Friday, January 1, 2010

onward to the next phase

Many thanks to my buddy Mike for coming up to New York to spend a few hours with our family. Mike's a busy father of three; it was good of him to take time out of his schedule to be here.

Mom's ambulance, which will take her from New York Presbyterian Medical Center down to Walter Reed Army Medical Center (WRAMC) in DC, will arrive for Mom at 9:30AM. Dad thinks that departure might not be until 10:30 or 11AM. He'll be waking up at 7AM and plans to be over by Mom's side by 8:30AM at the latest. I, meanwhile, will wake up at the same time, get myself ready, pack up the van with everything except whatever paperwork Dad needs, and check out along with Sean. We might depart as early as 9AM; Sean will drive separately. If we run way behind, we'll depart by noon at the latest.

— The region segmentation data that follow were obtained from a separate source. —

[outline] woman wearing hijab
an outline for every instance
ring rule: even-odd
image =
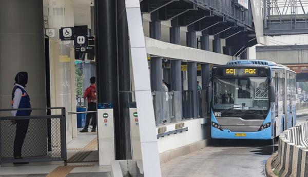
[[[26,72],[18,72],[15,77],[15,84],[12,93],[12,107],[13,109],[31,108],[30,97],[25,88],[28,83],[28,73]],[[18,110],[12,111],[12,115],[28,116],[31,114],[31,110]],[[29,120],[18,120],[11,121],[16,125],[16,133],[14,141],[14,158],[22,159],[22,149],[24,141],[27,134],[29,126]]]

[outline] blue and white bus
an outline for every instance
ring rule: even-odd
[[[296,124],[296,75],[272,62],[212,68],[213,139],[270,140]]]

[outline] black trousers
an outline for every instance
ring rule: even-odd
[[[16,120],[16,133],[14,140],[14,157],[22,156],[22,149],[29,127],[29,120]]]
[[[89,103],[88,104],[88,111],[93,111],[97,110],[96,103]],[[87,113],[87,119],[86,119],[86,125],[84,129],[87,129],[89,127],[89,124],[90,124],[90,120],[92,117],[92,128],[94,129],[96,128],[97,120],[97,113],[91,112]]]

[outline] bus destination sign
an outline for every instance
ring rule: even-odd
[[[256,68],[225,68],[224,76],[256,76],[258,73]]]

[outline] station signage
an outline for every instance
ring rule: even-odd
[[[95,53],[94,46],[75,47],[75,53]]]
[[[88,36],[80,35],[75,36],[74,40],[75,47],[86,47],[88,46]]]
[[[54,37],[55,36],[55,30],[53,28],[47,29],[46,34],[49,37]]]
[[[59,30],[59,34],[61,41],[72,41],[74,40],[74,28],[61,28]]]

Dad will ride with Mom down to DC; I'll drive alone to northern Virginia. It's likely that I'll arrive at my destination first; Dad thinks the ambulance will be legally constrained to drive more or less at the speed limit, whereas I'll probably be hitting 80 along with the rest of the traffic, barring traffic jams. Once I get home, I'll unload the van and prep it to pick Dad up from Walter Reed.

Mom will be placed in Ward 40, which is billed as the coronary care unit of the WRAMC. I'm not sure why she'll be there instead of the pulmonary care unit, but I imagine this has something to do with the availability of beds. She probably won't be there long: we need to decide whether she'll be moved to a homebound hospice situation, or to an institutional hospice. Right now, it's hard for us to see beyond Saturday.

I'd like to thank my buddy Dave for his private support and repeated offers of help. Thanks, as well, to Pastor Jeri for her support and to Pastor Kim for coming north to visit (even though I personally didn't see him). I've learned from Pastor Jeri that Mrs. Burns and the Morrisons will be preparing dinner for Dad and me. We appreciate their kind gesture. Unfortunately, we still don't know when we'll be home for the evening; Dad will likely have to work with WRAMC staffers on Mom's paperwork, and he might also want to linger with Mom in her new setting (as will I). 8PM is my best estimate for when Dad and I will finally be home. That might change.

The weekend will be mostly about settling Mom in and settling ourselves down, using the quiet time to plan our next moves. There isn't much left to plan; we're at the endgame now. Here on in, our only real goal is to keep Mom comfortable during her final decline, and to settle final arrangements.

Mom herself seems beyond caring at this point. She's only slightly reactive to stimuli, at least according to what we can see and feel and read on the various monitors. I have no notion of what her inner life is like, or whether she might even properly be called "conscious." As always, I can only hope that she floats in a comfortable fog, suffering nothing at all, closing her poor, swollen eyes as much as possible. Does she take any comfort from our presence, from the sound of our voices? Does it warm her heart, the way it warms mine, when I place her hand atop my hand? Or is Mom's entire existence now focused on the ruthless, mechanical rhythm of her ventilator, and the painful intrusion of the other tubes leading down her throat? Her face still registers pain when she gets suctioned. I feel that pain-- perhaps only bluntly and vaguely, but I feel it.

Mom doesn't deserve to suffer. If I could take her place, I would, but I can't. All I can offer instead is this simple wish: may her mind retreat from all the world's noise, and from the ugliness of the medical process. May she know some form of peace before the final, permanent stillness.



Maven said...

One thing to consider once she's settled is getting a small cd player and have classical and other soothing types of music playing on a loop for her, to help relax her and help drown out the din of the machines and usual goings on in the hospital.

As always, thinking and hoping for the best for you and your family.

Kevin Kim said...

Thanks, Maven. We'll be doing that along with a whole host of other things to make Mom's ICU and hospice environments as home-like as possible. In the latter case (i.e., hospice), she may actually end up at home, surrounded by familiar sounds and smells and sensations.

A Wandering Heart said...

We will be praying for the drive back to VA and that this final time with your mom is sweet.

It was exactly this time 13 years ago that my dad was in a similar stage and I've been imagining what is going through your heart and mind.

May this time be without regrets.
Blessings, Nancy

Elisson said...

As you may know, I continue to include your Mom in my daily prayers.

It was 22 years ago that we were dealing with my own mother's illness; while different from the specific condition that affects your Mom, it eventually caused encephalopathy... which put Mom in a fog of semiconsciousness for several weeks. As she would drift into and out of that fog, I found myself wondering what it was like for her. I strongly suspect that it was her body's way of making things more comfortable for her.

Whatever else your Mom has done, she has for a legacy an articulate, thoughtful son. Years from now, you'll look at this Online Journal - it won't be easy - and you will be glad you spent the time and emotional energy to document these past several months.

May God be with you and your family.